Num mundo despedaçado e miserável como este,
não nos resta nada além de memórias,
como verdades absolutas, vontades resolutas.
Aqui, acessamos o amor
pequeno pedaço de amor 
por meio da memória guardada,
prisão do passado.

Então, deixa-me transmitir um pouco,
quase nada, do que sei do amor.
Assim, através da lembrança,
haja o que houver,
fica com o melhor que houver em mim,
e então saberás um pouco mais
dessa coisa a que chamo amor.

Ao meu filho, deixo um manancial de lembranças
do dia em que fomos felizes.
Vai junto o amor —
a todos que já amam
e, principalmente, àqueles que há muito deixaram de amar —
para que se lembrem da sensação
de abraçar tudo o que há,
deixar-se arrastar pela energia pacífica
de um universo infinito e desconhecido,
a silenciar nossas mentes sombrias.

quarta-feira, setembro 14, 2011

Me perguntaram quem sou, eu disse ninguém

No cais, pousa uma alma noturna, eterna e diminuta diante dos dramas nos quais a mente se mantém embebida.
Uma consciência há milênios adormecida.
Bêbada de ilusão.
Atormentada por vícios.
Confusa diante da grandeza superficial dos problemas que incessantemente assolam a vida humana.

Quão ordinário é o homem que somos, de pé no cais.
Um corpo movediço e mortiço, pendendo para cá e para lá, como um barco à deriva.

Ao redor, erguia-se uma tempestade macabra: trovões malfeitores, ventos fora da lei.
A lei da vida e do universo de nada vale neste mundo de enganos.
O mar estoura nervoso na praia dos atordoados.

Nos braços, carrega o medo — um medo primitivo, resgatado de eras remotas.
Medo que constantemente se renova sob novas faces, que se atualiza sempre e sempre, em seu e em nossos corações.

Não é a noite, nem o mar.
É ele quem teme o desconhecido que somente nele — e em nós — habita.
E interminavelmente dura, alimentado mais e mais, à medida que se depara com o inexplicável de si mesmo.

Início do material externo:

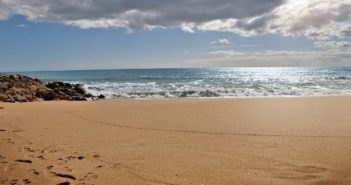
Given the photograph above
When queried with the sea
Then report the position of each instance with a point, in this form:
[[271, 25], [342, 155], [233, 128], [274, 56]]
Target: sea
[[207, 82]]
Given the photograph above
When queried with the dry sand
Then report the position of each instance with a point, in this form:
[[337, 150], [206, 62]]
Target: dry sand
[[215, 141]]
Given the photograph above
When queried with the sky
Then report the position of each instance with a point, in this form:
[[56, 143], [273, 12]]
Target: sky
[[45, 35]]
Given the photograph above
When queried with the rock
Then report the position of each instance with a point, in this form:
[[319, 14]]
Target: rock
[[20, 98], [101, 96], [17, 88]]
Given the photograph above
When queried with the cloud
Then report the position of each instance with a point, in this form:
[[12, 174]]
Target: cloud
[[316, 19], [136, 14], [220, 42], [22, 25], [332, 44], [274, 58]]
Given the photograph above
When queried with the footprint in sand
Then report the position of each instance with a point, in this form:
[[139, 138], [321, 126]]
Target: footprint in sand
[[64, 183], [23, 161], [305, 172], [34, 171], [26, 181], [88, 178]]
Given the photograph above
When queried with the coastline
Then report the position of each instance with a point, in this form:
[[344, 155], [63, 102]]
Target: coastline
[[278, 140]]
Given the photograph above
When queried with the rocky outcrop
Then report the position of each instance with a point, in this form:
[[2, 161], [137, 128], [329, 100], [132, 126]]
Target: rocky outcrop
[[17, 88]]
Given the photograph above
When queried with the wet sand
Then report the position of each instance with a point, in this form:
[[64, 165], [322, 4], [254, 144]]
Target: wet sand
[[254, 141]]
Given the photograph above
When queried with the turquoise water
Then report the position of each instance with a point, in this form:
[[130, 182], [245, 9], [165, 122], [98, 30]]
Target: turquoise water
[[207, 82]]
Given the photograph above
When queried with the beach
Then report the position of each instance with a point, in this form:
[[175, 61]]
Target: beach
[[246, 141]]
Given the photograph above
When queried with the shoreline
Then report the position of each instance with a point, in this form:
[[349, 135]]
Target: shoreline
[[268, 141]]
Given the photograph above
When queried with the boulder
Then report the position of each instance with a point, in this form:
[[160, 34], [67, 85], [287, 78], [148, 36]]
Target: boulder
[[17, 88]]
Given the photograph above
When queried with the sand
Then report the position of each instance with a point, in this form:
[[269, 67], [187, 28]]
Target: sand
[[285, 141]]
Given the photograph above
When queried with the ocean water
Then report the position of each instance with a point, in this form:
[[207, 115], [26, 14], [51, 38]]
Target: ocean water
[[207, 82]]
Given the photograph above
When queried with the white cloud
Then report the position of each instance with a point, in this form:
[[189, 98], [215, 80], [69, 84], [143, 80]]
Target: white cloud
[[332, 44], [220, 42], [267, 58], [316, 19], [22, 25]]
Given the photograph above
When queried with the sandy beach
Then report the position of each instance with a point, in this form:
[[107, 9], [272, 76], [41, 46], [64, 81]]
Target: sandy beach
[[255, 141]]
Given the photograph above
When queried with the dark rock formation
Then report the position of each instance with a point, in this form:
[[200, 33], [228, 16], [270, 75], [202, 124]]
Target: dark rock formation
[[17, 88]]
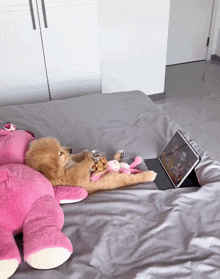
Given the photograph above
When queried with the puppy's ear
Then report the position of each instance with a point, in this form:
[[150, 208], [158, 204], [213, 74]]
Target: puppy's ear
[[47, 170]]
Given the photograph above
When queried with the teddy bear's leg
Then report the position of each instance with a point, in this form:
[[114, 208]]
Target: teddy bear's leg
[[45, 246], [9, 254]]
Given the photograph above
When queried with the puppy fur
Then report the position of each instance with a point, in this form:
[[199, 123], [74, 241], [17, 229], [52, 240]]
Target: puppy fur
[[47, 156]]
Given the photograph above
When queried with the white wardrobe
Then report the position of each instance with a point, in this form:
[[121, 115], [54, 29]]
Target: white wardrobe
[[48, 50], [54, 49]]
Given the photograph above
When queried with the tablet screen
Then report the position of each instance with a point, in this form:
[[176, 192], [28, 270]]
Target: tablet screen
[[178, 159]]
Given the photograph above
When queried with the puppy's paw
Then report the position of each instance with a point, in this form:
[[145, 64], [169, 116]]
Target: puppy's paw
[[152, 175], [89, 156]]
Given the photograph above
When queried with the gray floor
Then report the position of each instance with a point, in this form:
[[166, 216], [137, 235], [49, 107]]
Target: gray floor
[[193, 101]]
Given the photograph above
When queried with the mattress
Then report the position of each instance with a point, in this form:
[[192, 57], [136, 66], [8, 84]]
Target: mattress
[[137, 232]]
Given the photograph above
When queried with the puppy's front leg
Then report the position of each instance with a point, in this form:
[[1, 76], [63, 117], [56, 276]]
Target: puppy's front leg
[[79, 156]]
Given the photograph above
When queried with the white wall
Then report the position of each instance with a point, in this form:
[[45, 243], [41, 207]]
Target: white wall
[[133, 44], [215, 31]]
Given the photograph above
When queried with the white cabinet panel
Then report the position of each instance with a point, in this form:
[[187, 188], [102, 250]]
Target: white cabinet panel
[[71, 47], [22, 69]]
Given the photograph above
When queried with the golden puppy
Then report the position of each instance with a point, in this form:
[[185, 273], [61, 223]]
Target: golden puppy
[[47, 156]]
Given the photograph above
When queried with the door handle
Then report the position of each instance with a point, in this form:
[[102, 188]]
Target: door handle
[[32, 14], [44, 13]]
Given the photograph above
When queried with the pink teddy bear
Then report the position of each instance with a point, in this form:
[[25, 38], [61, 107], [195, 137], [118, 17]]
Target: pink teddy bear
[[30, 204], [120, 167]]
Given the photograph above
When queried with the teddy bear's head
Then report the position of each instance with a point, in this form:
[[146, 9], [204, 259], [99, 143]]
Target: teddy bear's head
[[13, 144]]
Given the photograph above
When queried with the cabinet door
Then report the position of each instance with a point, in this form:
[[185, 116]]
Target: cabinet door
[[70, 39], [22, 69]]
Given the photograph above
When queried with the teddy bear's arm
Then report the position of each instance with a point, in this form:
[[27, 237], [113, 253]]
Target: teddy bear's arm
[[69, 194]]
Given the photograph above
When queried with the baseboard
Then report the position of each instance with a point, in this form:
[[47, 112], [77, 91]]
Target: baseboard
[[158, 96], [215, 57]]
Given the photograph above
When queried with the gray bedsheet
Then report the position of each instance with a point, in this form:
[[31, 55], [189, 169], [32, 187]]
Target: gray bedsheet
[[138, 232]]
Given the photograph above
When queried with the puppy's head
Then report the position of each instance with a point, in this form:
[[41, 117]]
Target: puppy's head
[[47, 156]]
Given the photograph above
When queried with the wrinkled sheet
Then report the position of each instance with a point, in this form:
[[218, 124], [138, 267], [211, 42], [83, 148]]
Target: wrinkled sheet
[[139, 232]]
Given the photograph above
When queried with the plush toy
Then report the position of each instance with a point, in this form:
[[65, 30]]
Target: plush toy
[[30, 204], [121, 167]]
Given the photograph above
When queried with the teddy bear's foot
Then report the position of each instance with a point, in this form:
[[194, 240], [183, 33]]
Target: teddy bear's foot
[[8, 268], [45, 245], [48, 258]]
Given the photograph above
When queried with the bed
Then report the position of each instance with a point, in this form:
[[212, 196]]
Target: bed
[[138, 232]]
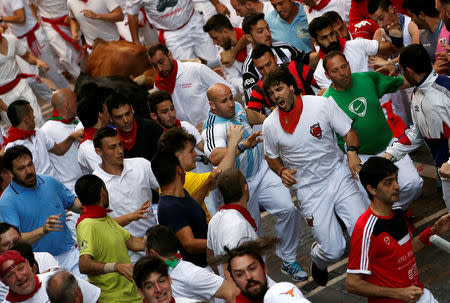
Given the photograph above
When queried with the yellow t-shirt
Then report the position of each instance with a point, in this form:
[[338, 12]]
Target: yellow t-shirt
[[104, 240]]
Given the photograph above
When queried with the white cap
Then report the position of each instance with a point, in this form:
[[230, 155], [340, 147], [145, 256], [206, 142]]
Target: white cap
[[284, 292]]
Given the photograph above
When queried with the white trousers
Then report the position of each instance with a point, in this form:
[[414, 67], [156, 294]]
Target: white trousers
[[321, 202], [267, 191]]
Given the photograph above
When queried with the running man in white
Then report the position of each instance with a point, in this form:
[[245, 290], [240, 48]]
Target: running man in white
[[265, 187], [301, 147]]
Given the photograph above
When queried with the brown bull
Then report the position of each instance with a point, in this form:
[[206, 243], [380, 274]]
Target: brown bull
[[120, 58]]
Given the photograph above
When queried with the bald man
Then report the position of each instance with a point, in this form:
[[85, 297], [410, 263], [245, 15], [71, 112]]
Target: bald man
[[265, 187], [62, 123]]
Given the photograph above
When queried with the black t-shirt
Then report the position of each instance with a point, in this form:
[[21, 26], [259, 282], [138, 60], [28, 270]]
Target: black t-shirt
[[147, 136], [177, 213]]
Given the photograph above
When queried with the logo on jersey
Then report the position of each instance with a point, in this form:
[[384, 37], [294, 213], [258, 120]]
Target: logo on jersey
[[163, 4], [358, 106], [316, 131]]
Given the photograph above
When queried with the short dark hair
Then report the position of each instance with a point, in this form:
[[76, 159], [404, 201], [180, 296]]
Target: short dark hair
[[102, 133], [164, 166], [174, 140], [231, 185], [374, 170], [13, 153], [156, 47], [281, 75], [260, 50], [17, 110], [218, 23], [64, 293], [416, 7], [163, 240], [88, 189], [116, 100], [147, 265], [333, 17], [416, 58], [374, 5], [156, 98], [318, 24], [251, 21], [330, 56]]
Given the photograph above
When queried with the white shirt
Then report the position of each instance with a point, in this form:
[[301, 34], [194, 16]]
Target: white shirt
[[39, 145], [357, 53], [130, 190], [94, 28], [161, 14], [66, 167], [228, 228], [90, 292], [8, 65], [51, 9], [189, 95], [7, 8], [312, 148], [194, 282], [88, 159]]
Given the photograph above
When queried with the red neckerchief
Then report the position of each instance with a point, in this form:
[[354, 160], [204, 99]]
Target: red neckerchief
[[15, 134], [129, 139], [341, 42], [168, 83], [88, 134], [92, 211], [55, 116], [243, 211], [243, 299], [242, 55], [177, 124], [319, 5], [13, 297], [289, 120]]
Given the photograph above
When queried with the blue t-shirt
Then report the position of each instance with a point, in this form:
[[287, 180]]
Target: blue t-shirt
[[177, 213], [29, 208], [295, 33]]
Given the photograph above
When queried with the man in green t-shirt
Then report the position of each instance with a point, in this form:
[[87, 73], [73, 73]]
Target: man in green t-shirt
[[358, 96], [104, 244]]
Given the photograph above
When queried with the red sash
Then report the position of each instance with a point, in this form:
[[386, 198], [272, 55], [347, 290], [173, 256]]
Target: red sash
[[168, 83], [56, 23], [129, 139], [289, 120], [13, 297], [243, 211], [32, 42], [92, 211]]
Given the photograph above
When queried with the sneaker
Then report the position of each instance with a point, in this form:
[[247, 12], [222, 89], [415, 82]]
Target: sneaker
[[320, 276], [294, 270]]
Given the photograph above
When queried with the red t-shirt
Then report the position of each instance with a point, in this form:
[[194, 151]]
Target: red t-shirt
[[381, 250]]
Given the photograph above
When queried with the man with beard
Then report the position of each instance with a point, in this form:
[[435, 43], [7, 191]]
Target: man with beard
[[358, 96], [300, 146], [356, 51]]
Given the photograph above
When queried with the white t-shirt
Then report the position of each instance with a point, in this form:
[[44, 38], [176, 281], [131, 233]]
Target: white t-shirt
[[66, 167], [8, 65], [94, 28], [51, 9], [357, 53], [189, 95], [312, 148], [130, 190], [88, 159], [90, 292], [39, 145], [165, 15], [7, 8], [194, 282]]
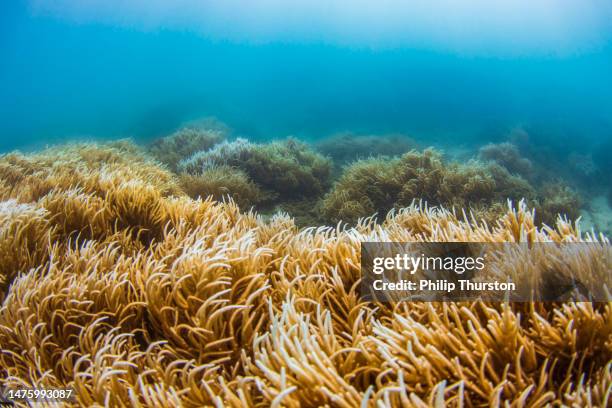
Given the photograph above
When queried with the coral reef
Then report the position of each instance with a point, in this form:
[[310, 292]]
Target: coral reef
[[347, 147], [186, 141], [222, 182], [219, 307], [508, 156], [288, 168], [381, 184]]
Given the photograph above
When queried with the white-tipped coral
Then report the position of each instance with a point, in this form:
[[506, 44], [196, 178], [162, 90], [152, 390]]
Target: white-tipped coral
[[133, 296]]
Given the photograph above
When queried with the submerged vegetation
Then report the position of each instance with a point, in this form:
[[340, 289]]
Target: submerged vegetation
[[141, 283], [382, 184], [117, 284]]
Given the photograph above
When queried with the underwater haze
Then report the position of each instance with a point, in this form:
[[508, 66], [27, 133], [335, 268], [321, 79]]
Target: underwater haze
[[461, 70]]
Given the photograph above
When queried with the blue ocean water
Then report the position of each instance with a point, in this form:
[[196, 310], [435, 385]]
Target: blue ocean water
[[85, 69]]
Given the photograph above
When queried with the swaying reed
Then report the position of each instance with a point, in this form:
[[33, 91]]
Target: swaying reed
[[116, 284]]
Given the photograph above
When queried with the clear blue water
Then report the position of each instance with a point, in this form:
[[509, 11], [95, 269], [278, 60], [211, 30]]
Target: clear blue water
[[70, 69]]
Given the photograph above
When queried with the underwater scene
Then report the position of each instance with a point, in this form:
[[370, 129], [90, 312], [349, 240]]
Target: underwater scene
[[186, 188]]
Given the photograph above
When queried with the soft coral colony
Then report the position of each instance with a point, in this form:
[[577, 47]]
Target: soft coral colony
[[118, 284]]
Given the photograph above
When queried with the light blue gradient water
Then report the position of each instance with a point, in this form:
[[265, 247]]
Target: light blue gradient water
[[64, 77]]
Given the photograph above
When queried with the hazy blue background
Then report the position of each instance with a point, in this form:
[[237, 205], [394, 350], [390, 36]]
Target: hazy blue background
[[462, 69]]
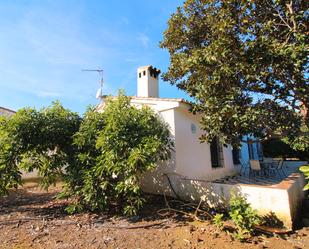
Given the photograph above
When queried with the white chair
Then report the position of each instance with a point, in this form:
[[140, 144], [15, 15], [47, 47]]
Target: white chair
[[255, 167]]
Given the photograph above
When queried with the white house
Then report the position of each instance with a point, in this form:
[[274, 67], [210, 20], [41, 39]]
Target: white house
[[191, 158]]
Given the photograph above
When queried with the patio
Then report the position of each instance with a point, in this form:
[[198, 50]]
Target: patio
[[276, 180]]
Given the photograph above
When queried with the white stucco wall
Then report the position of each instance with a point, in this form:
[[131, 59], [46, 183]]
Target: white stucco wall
[[193, 158]]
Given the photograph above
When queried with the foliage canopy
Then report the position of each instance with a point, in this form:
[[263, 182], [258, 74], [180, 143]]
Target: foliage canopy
[[116, 148], [101, 158], [246, 64], [41, 140]]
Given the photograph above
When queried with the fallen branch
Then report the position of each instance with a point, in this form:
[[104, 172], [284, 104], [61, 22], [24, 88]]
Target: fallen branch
[[134, 227], [21, 220]]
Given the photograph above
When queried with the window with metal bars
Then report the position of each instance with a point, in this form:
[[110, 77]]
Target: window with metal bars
[[216, 153]]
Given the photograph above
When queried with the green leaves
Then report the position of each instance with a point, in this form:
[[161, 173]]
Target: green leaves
[[41, 140], [245, 63], [243, 216], [116, 147], [305, 170]]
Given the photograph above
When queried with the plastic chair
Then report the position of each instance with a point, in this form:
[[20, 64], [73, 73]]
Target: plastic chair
[[255, 167]]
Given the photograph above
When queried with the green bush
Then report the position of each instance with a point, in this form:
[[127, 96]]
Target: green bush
[[305, 170], [217, 220], [100, 158], [116, 147], [243, 216], [41, 140]]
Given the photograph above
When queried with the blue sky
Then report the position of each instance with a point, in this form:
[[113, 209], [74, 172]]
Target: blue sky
[[45, 44]]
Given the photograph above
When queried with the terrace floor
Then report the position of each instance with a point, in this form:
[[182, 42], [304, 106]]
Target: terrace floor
[[275, 180]]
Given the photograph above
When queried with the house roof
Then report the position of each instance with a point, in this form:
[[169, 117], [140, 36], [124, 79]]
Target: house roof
[[162, 99], [172, 102]]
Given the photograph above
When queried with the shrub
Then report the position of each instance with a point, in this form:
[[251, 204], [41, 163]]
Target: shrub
[[40, 140], [217, 220], [243, 216], [305, 170], [116, 147]]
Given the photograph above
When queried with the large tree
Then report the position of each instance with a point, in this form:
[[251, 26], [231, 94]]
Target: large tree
[[246, 65]]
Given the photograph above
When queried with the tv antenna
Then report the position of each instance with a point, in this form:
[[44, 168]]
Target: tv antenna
[[99, 94]]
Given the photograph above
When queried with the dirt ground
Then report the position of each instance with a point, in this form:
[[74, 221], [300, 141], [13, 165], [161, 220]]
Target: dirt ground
[[32, 218]]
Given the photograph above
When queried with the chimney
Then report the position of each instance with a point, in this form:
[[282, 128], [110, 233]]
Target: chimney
[[148, 82]]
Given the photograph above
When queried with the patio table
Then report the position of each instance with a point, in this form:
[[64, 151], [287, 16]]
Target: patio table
[[265, 167]]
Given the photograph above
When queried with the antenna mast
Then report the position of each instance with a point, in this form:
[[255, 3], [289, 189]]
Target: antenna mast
[[99, 94]]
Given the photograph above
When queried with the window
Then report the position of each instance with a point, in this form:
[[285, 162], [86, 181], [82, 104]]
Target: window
[[236, 155], [250, 149], [216, 154]]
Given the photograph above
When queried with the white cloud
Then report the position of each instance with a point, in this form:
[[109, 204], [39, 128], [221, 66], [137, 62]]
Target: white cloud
[[143, 39]]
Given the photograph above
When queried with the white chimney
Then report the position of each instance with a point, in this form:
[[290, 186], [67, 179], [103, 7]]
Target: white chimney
[[148, 82]]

Falta-lhe (nos) maturidade, mas já é um homem.
Ancião, vivido e sofrido, mergulha cada vez mais nas andanças desesperadas da alma.
Uma criança que nunca cresceu — nem quer crescer.
Pelo menos, ainda não.
Não agora, que prefere afundar-se cada vez mais e mais fundo em ilusões, bebê-las todas de uma vez.
Um bêbedo que jamais vislumbrou a lucidez.

Perguntaram quem era, mas não havia ninguém.

terça-feira, setembro 06, 2011

Templo do infinito

Se eu me calar para ouvir o som
O som que vibra de dentro
De dentro do meu coração
Não de um órgão, de sangue e carne
De um lugar sutil, quase imperceptível a olhos desatentos
Um lugar e som só meu
Não há início de um lugar nem fim de um som,
Sem que haja um no outro, confundindo-se em um só
Só então comecei a entender verdadeiramente o jargão daqueles que se voltam um pouco mais para a espiritualidade: “Meu corpo, meu templo”.
Volto os olhos para dentro de um templo infinito, ilimitado e destemido
E nada posso ver além da verdade desconhecida,
Sinto então minha alma se expandir para todos os lugares de uma só vez.
Cresço tanto que nem sei o quanto, perdendo aos poucos a dimensão do meu tamanho, sigo viajando na infinitude de meu ser e não há lugar onde queira estar além de em mim mesma.
Vou me achegando aos poucos a um universo jamais imaginado e então meu templo inunda-se de sensações milhares.
Sigo eternamente levantando voo em meio a pousos variados no tempo e conquisto a certeza de que estou viva para sempre
Aqui dentro tudo se aquieta para deixar fluir a verdadeira força que nos move, deixo partir livremente o espirito outrora aprisionado ao corpo, deixo que se manifeste e mergulhe nas energias, onde a razão humana não pode alcançar e vou assim renovando a todo o tempo um ser que muito havia se esquecido.
Vou aos poucos desafrouxando os laços apertados com este mundo de ilusões e dramas diversos, para alçar livre.
Longo caminho a trilhar, milenares medos a vencer, infindáveis dramas a superar, mais a respeitar, mais a me desapegar das coisas e pessoas, mais a deixar para trás vícios e manias, menos bagagem a arrastar.
Vou pelo caminho deixando o peso das coisas, a fim de levantar voo rumo ao templo que em mim habita.